Since the time of the first European explorers, there has been a basic and “disturbing commitment,” in the words of Thomas Berry, “to conquer this continent and reduce it to human use.” This “exaltation of the human” coupled with the “subjugation of the natural” has been so excessive, Berry notes, that we are today forced to look for a fresh understanding of “how the human community and the living forms of Earth might now become a life-giving presence to each other,” rather than perpetuating the unconscious, life-destroying, violent competition between humanity and the world, that is grounded in the misguided and maladaptive ‘onlooker’ viewpoint of 19th-century science and the hollow presumption that accumulating wealth takes precedence over all other human obligations and aspirations.

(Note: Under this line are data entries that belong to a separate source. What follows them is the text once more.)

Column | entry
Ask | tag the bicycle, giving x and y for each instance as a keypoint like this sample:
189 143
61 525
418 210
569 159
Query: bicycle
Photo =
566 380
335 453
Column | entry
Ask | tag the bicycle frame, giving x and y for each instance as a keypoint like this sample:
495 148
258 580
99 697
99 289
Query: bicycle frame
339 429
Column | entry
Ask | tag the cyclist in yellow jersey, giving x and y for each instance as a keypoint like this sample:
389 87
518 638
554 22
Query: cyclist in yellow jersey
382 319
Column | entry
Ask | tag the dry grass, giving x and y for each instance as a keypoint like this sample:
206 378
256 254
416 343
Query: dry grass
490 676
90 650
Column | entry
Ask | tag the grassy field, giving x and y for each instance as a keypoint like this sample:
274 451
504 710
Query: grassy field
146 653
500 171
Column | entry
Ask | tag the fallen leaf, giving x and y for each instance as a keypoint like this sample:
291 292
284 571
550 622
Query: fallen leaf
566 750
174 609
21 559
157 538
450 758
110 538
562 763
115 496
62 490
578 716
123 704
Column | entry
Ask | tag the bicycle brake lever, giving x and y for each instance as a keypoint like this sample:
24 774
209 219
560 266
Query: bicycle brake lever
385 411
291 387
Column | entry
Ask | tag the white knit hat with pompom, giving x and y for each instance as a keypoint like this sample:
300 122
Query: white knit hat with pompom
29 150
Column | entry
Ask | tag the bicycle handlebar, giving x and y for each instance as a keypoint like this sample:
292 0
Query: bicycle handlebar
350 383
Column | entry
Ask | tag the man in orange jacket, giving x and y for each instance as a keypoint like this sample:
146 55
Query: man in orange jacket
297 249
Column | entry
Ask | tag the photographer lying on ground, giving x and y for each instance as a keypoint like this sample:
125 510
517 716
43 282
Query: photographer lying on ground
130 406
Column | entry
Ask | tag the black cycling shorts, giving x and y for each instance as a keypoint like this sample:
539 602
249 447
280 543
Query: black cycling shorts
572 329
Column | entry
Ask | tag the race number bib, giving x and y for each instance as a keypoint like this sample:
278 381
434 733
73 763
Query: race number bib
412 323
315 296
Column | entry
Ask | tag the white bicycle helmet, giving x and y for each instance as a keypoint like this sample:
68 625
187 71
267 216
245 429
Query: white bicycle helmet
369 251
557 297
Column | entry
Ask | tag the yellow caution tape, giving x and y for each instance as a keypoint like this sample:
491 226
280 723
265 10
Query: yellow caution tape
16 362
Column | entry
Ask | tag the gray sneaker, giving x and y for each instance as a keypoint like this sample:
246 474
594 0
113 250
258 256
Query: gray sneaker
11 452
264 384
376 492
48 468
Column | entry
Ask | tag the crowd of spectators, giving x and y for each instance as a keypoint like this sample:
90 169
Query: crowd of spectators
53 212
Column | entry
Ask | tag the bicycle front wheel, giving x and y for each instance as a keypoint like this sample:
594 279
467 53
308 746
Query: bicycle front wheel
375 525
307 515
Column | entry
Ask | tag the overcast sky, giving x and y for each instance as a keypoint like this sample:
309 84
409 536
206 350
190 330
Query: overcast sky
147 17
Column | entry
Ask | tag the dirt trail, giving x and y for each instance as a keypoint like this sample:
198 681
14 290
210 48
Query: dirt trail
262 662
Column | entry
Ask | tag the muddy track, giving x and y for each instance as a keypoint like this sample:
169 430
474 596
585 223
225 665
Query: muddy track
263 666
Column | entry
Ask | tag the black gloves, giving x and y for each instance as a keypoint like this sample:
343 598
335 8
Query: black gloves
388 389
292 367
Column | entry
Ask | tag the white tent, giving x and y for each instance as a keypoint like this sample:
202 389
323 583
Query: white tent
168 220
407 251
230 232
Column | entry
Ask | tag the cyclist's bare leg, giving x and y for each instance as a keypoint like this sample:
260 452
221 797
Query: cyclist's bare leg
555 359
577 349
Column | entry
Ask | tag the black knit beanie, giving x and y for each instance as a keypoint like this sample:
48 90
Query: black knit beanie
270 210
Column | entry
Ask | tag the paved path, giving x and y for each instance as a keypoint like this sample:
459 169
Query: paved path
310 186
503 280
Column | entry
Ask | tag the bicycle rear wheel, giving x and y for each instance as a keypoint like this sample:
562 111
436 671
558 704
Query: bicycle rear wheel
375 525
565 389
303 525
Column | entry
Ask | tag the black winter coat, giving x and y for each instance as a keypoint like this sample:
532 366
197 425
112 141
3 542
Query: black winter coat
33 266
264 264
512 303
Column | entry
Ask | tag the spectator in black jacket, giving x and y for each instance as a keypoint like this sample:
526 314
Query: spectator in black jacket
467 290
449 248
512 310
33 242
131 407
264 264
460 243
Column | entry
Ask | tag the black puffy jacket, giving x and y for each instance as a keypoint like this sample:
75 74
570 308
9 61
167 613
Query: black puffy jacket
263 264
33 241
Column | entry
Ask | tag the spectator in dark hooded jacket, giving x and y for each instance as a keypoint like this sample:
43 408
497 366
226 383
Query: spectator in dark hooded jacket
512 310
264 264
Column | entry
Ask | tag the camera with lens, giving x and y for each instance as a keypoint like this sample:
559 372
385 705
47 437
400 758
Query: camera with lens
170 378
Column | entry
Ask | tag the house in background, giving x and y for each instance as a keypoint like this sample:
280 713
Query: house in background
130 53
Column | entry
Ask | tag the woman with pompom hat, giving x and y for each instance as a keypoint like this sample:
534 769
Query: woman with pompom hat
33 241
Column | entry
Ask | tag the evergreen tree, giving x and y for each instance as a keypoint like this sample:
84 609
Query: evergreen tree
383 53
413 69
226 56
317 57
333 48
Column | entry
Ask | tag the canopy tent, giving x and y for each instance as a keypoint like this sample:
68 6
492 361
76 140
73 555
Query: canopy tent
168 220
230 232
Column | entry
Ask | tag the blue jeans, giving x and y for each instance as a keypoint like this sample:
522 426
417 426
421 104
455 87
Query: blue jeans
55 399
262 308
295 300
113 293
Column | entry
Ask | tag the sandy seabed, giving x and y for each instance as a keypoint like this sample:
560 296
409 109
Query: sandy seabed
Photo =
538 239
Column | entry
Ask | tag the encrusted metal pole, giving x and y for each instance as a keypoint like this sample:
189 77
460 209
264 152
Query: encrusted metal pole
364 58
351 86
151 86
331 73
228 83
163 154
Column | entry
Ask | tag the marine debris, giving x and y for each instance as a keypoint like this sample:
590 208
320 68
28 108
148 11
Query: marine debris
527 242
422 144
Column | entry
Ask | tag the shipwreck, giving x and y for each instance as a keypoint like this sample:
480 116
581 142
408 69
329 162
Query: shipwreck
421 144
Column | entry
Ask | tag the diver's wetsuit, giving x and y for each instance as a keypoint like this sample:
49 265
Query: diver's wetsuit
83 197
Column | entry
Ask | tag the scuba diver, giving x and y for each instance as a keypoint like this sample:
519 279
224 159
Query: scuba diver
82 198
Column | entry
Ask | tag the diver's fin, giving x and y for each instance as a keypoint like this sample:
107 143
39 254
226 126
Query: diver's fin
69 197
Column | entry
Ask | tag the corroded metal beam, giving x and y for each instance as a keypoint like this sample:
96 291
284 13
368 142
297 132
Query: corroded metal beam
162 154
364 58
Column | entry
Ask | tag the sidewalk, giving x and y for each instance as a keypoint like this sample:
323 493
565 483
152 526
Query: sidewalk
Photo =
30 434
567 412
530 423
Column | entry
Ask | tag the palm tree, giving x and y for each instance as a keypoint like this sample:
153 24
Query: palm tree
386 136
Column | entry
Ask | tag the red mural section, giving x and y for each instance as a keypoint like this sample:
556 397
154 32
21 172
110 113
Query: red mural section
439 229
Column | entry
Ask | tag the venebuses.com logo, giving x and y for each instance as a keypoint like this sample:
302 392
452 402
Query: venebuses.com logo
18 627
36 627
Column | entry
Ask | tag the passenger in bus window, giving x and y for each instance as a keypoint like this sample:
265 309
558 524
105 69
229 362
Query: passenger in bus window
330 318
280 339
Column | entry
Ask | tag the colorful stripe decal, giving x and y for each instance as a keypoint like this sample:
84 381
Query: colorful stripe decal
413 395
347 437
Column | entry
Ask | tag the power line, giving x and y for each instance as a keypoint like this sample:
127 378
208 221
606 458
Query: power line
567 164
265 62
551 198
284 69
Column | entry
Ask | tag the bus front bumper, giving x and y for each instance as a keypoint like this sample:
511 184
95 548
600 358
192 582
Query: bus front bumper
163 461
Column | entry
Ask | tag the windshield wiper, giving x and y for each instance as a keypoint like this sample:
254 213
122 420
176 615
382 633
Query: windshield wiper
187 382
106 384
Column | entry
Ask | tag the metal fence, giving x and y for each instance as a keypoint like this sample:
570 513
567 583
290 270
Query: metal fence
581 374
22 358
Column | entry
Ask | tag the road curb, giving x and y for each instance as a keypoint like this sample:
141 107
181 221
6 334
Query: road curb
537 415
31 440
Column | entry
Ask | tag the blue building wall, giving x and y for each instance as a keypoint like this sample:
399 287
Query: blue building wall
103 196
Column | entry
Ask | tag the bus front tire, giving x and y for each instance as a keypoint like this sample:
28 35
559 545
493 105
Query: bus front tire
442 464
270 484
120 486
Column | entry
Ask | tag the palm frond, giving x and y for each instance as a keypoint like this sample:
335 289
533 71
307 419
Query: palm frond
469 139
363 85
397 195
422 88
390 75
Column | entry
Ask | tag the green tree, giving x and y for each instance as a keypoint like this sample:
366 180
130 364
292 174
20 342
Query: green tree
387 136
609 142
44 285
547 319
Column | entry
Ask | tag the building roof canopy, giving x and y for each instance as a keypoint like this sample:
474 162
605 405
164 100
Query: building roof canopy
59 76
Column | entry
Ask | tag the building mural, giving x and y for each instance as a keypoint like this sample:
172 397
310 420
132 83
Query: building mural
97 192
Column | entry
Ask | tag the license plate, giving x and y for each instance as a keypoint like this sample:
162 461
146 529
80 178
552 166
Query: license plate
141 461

This ought to be a goal of education, but our educational system, from pre-school to the university, has routinely been collusive with the goals of exploitation. Only in the fields of art, music, literature, and occasionally in philosophy and some of the biological sciences, has the world outside our petty human cravings been given respect and attention, and these are precisely the fields that are considered ‘soft’, nonessential, and expendable in today’s education marketplace.
The great achievements of the European settlers in the Americas – establishing a place where freedom could flourish, where people could worship or not worship as they please, where all individuals (not just the rich or “high born”) would have rights and opportunities, where governance would be determined by the governed and not merely imposed on the governed – have been flawed from the start by the dual corruptions of murdering indigenous people and plundering the land. The great achievements of science, technology, and economic insight that have helped bring about much relief from poverty, hunger, and sickness, have been accompanied by the thoughtless devastation of that very environment that is necessary for the perpetuation and prospering of life. Most of those who helped bring about our current world saw only the bright side of their achievements, uninterested in their ethical failures, unconcerned with the consequences of their political and commercial obsessions that have caused so much damage to this planet – which has routinely been treated as an “it” that exists only to slavishly serve us. “We behave in the family of Nature,” noted A. R. Orage nearly a century ago, “like self-indulgent children whose only object is to enjoy ourselves. If you will only ponder seriously for half an hour on the way we exploit natural resources, land, forests, and animals, for the gratification of abnormal desires, you cannot help but be appalled.”
We all have learned the lesson, even when we forget to follow it, that other people are not in existence merely for us to use them. But we are still quite some distance from grasping the parallel truth that other living things, and the Earth itself, are also not in existence merely so that we can use them. It will take a great deal of emotional and intellectual maturity to realize this, we will have to get passed what a friend of mine once called “our exquisitely stupid cleverness.” But it is time to grow up.